自分の骨や歯などから、カルシウムを調達するのです。
結果として、虫歯や骨粗鬆症など、歯や骨の軟弱化を招く可能性が指摘されています。

この他、お砂糖の大量摂取は、精神性疾患や痴呆症状との関連も指摘されているそうです。
ジュースやお菓子など、お砂糖をたくさん使用した食品を日常的に食べることで、低血糖状態が繰り返され、これによって脳がダメージを受けてしまうとためではないかと考えられています。

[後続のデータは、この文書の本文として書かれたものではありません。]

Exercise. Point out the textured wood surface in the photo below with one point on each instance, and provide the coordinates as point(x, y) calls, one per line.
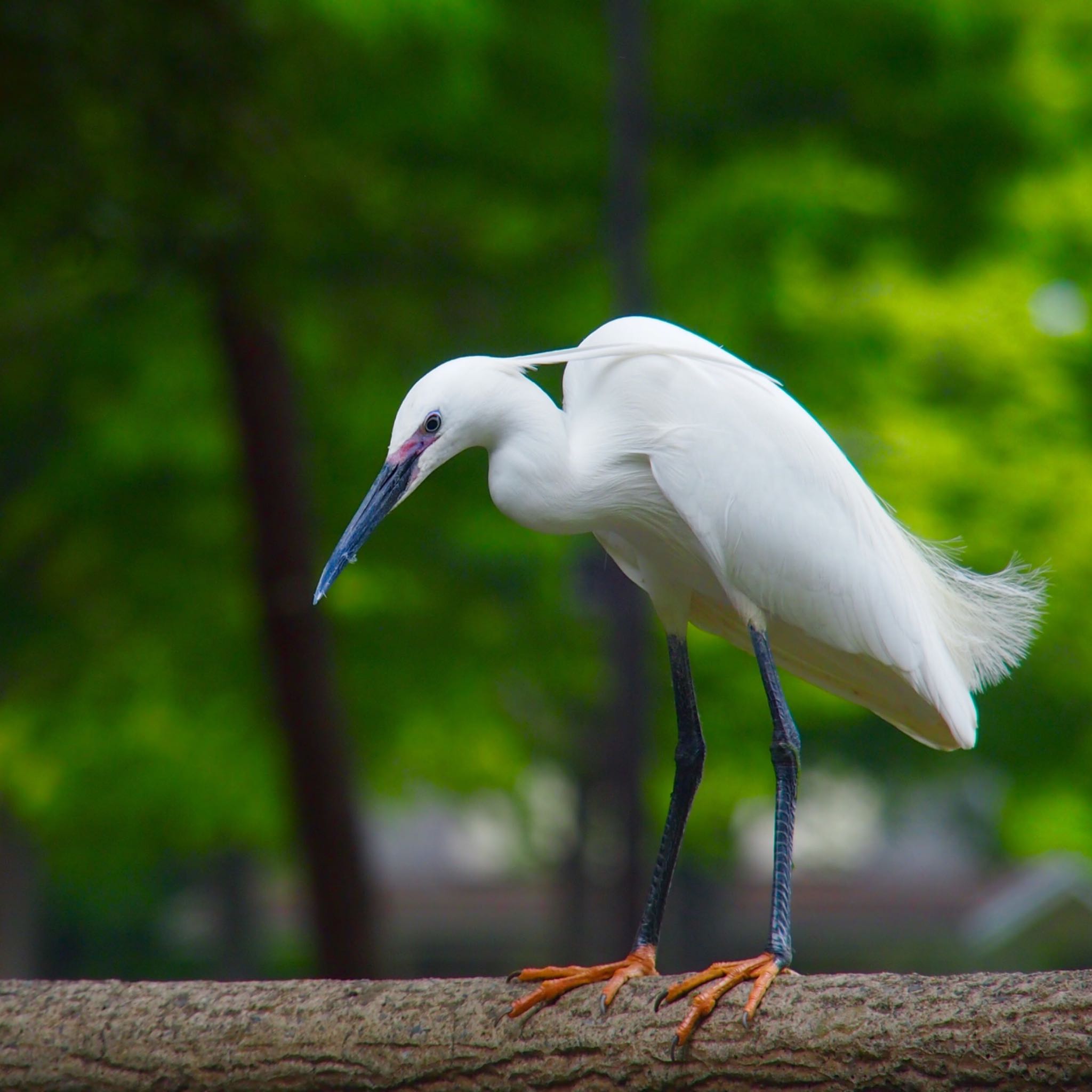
point(996, 1031)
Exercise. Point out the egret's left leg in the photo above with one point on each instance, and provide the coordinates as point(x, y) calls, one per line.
point(785, 753)
point(689, 758)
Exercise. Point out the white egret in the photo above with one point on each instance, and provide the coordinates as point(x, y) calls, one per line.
point(727, 503)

…と、こうした弊害を並べてしまうと、お砂糖が悪者みたいになってしまいますね(・・;)
でも、お砂糖は別に悪くないのです。
市販されているおやつには、お砂糖だけではないリスクがたくさんあります。

要はわたしたちの食べ方、にあります。
どんなに身体に良いと言われるものでも、過ぎれば何らかのアンバランスを生じますから。

それともう一つ。

お砂糖のリスクを一方的にとらえた企業が“シュガーレス”を謳った商品も多く目にします。
しかし、アスパルテームやスクラロースなどの人工甘味料は、精製されたお砂糖以上に、摂取には注意が必要です。
人工的なものというのは、やはり自然ではありませんから。

”甘味”は五行では土行に属し、脾胃を補う味

日々のエネルギー源となる”甘味”の摂取は、生きる上でとても大切なのです。
実際、薬膳の世界でも、酸・苦・甘・辛・鹹の五味に分類される食べ物の中で、”甘味”は最も大きな割合(約7割)を占めます。

命を養うため、日々の食事で”甘味”に頼る部分は大きい。
それだけに、”甘味”の過剰摂取の影響は、深刻になります。

お砂糖に限らず、主食となる炭水化物も含め、”甘味”について理解を深め、出来る事から心がけてみてください。